Longtemps elle resta, sous les feuillages engourdis, l’âme reprise par les images inoubliables. Les ombres et les doutes s’étaient effacés. Seul régnait, sur le monde clos de sa vie de femme, un rayonnement de foi merveilleuse.
Mais ses mains moites, cherchant un mouchoir au fond de son sac, ramenèrent froissée, déjà vieille, la dernière lettre de Lucien. Ce fut alors qu’elle l’ouvrit, avec une profonde sensation de force. Cependant sa bouche se crispa. Ses yeux glissaient d’une page à l’autre comme sur une chose brûlante qui lui faisait mal : quatre grands feuillets, couverts d’une écriture ronde et inégale, aux pleins épais, sur lesquels un vieux stylo avait craché. Puis elle revint aux premières lignes. Une sensation aiguë lui déchirait l’âme. Cette fois l’orage depuis si longtemps amassé éclatait sur elle :
« Les jours passent, Élisabeth. Je sens que vous m’échappez toujours davantage. Ah ! je pleure l’homme que j’eusse pu être si vous m’y aviez aidé.
« Je vous revois dans votre retraite pleine du passé, où vous vous défendez de regarder vers une vie nouvelle. Pardonnez-moi si je vous blesse : vis-à-vis de ceux que j’aime, je ne peux souffrir ni complaisance ni timidité. Voilà assez longtemps que j’ai vécu en face de vous dans une atmosphère de mensonge. Il faut que cela finisse. Jusqu’à ce soir, j’avais l’intention de vous écrire enfin la vérité ; ce soir, c’est un besoin.
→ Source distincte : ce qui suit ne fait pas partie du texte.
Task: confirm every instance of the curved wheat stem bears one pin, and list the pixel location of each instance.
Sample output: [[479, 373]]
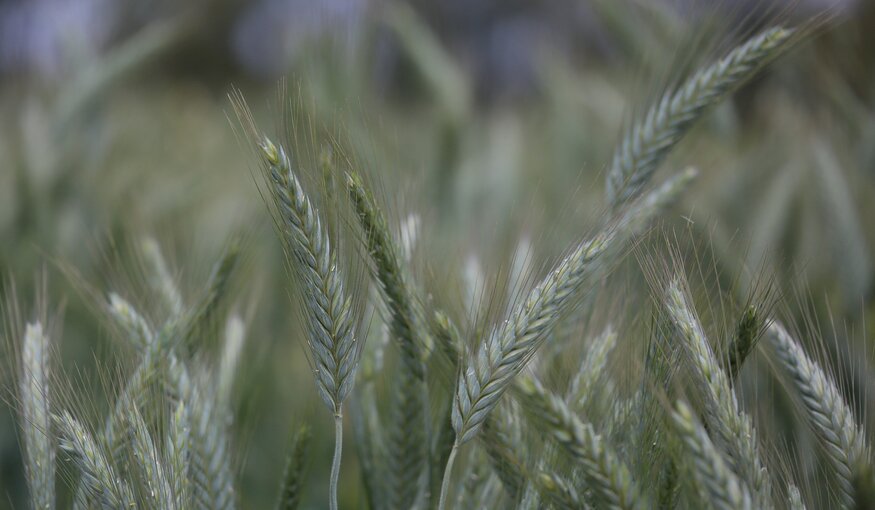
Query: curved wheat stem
[[605, 473], [407, 441], [718, 485], [651, 140], [36, 418], [505, 352], [827, 413], [99, 478], [724, 417], [293, 476], [332, 342]]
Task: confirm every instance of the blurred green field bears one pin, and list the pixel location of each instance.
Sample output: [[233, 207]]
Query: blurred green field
[[140, 140]]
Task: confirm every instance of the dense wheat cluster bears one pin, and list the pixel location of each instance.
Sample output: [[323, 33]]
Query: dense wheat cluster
[[623, 351]]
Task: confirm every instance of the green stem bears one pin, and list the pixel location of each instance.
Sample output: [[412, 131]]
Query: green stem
[[335, 465], [448, 472]]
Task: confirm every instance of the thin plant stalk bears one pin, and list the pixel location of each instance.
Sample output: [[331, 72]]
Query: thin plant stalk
[[448, 471], [335, 463]]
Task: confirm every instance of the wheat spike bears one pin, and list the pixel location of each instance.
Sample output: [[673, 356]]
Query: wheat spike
[[650, 141], [827, 413], [36, 418], [718, 485], [724, 417]]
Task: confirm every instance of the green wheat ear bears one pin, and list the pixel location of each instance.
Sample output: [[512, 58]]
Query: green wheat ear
[[332, 341], [652, 139], [407, 440], [296, 465], [36, 418], [828, 415]]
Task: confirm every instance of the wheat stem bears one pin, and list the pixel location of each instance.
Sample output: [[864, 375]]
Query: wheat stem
[[827, 413], [723, 414], [650, 141], [39, 449], [448, 474], [718, 485], [335, 462]]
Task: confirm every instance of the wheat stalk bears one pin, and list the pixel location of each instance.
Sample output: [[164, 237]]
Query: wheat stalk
[[718, 485], [827, 413], [407, 441], [650, 141], [158, 492], [39, 449], [99, 478], [794, 498], [723, 414], [212, 480], [591, 370], [177, 451], [332, 341], [744, 342], [293, 475], [605, 473]]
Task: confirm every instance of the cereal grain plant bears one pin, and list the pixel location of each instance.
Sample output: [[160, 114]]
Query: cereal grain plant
[[543, 394]]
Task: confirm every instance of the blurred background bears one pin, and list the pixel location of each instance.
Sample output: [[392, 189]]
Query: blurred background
[[492, 120]]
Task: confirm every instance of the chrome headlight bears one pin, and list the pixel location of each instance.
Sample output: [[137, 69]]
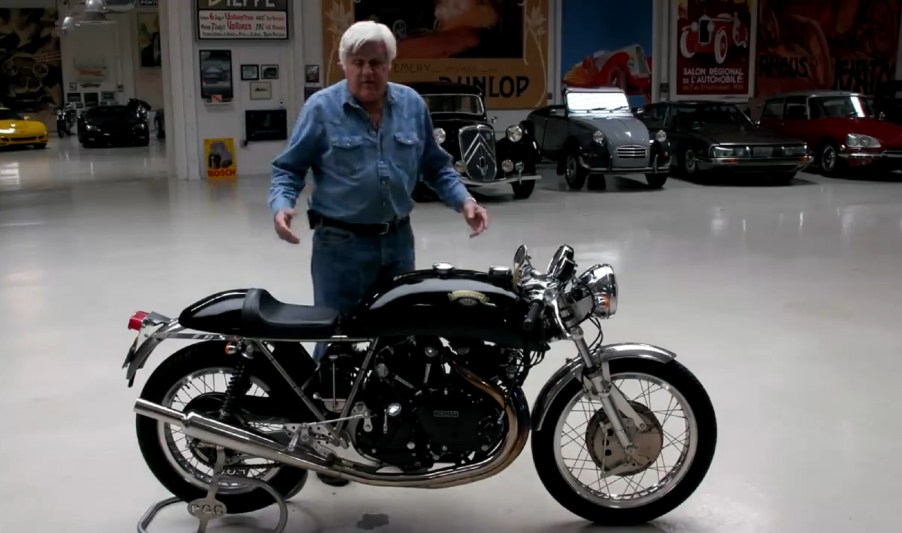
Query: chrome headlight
[[514, 133], [856, 140], [602, 283]]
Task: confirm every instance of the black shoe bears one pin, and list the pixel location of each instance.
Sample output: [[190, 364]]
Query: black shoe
[[332, 481]]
« Ne croyez pas que je méconnaisse la beauté de votre attitude. Ce qui est admirable dans votre vie, c’est qu’elle est votre œuvre. Je pense que plus vous prendrez conscience de cela, plus vous vous sentirez forte et heureuse (je parle du bonheur intérieur de ceux qui ne vivent que pour leur âme). J’envie ceux qu’une idée transfigure. Les fous n’ont aussi qu’une idée et on les dit parfois les plus sages. Mais je préfère encore ma conviction intime qu’ils s’enfoncent dans une erreur.
« Laissez-moi vous l’écrire, Élisabeth : je continue de croire que vous vous trompez. Vous me dites aimer la vie dans « les efforts qu’elle réclame » et pour « ces souffrances mêmes qui sont les raisons de notre orgueil. » Ce sont là des mots presque hostiles pour moi, parfois même privés de sens ; je devrais dire incompréhensibles.
« Pour moi, j’aime la vie quand elle exalte mon esprit, ou mon cœur, ou mes sens — par élans, par flambées, et quand j’oublie la vie.
« Mais comment aimer les souffrances ? Comment me défendre contre les joies ? Je hais, j’insulte les premières, et lorsqu’elles m’envahissent, si j’essaie d’aller jusqu’au fond d’elles, c’est seulement par défection et en sentant ce qu’a de morbide ce goût de souffrir — et je veux aussi aller jusqu’au fond des joies, goulûment.
« Vous me parlez en chrétienne. Je vous réponds en irréligieux. La seule réalité pour moi, ce sont ces quelques années pendant lesquelles je serai jeune encore, et vous aussi, Élisabeth. Personne ne m’a jamais aimé de l’amour que j’ai poursuivi. Mais si je vous avais serrée dans mes bras, si je vous avais infusé tout ce qu’il y a en moi de désirs, cette passion de l’absolu qui m’a jusqu’ici dévoré en vain, savez-vous si le passé à cet instant ne se fût pas détaché de vous comme un linceul où vous ne deviez pas si tôt vous ensevelir ?
« Car la vérité, c’est de vivre. Ce sont ces baisers dont vous ne voulez pas, ce battement de cœur que vous étouffez, cette recherche ardente de l’être qui puise jusqu’au fond de l’être qu’il aime. Peut-être vous ai-je paru indécis, timoré, presque insignifiant ? C’est que les mots que vous m’imposiez n’étaient pas les mots véritables. Chaque fois que je vous ai quittée, j’ai eu honte du rôle auquel vous me réduisiez. Je me suis trouvé plus irrité, plus seul qu’auparavant. Quant à borner ma vie à vous entourer de protestations mensongères, je n’en ai pas la force : il me faudrait un esprit de sacrifice que je ne conçois même pas.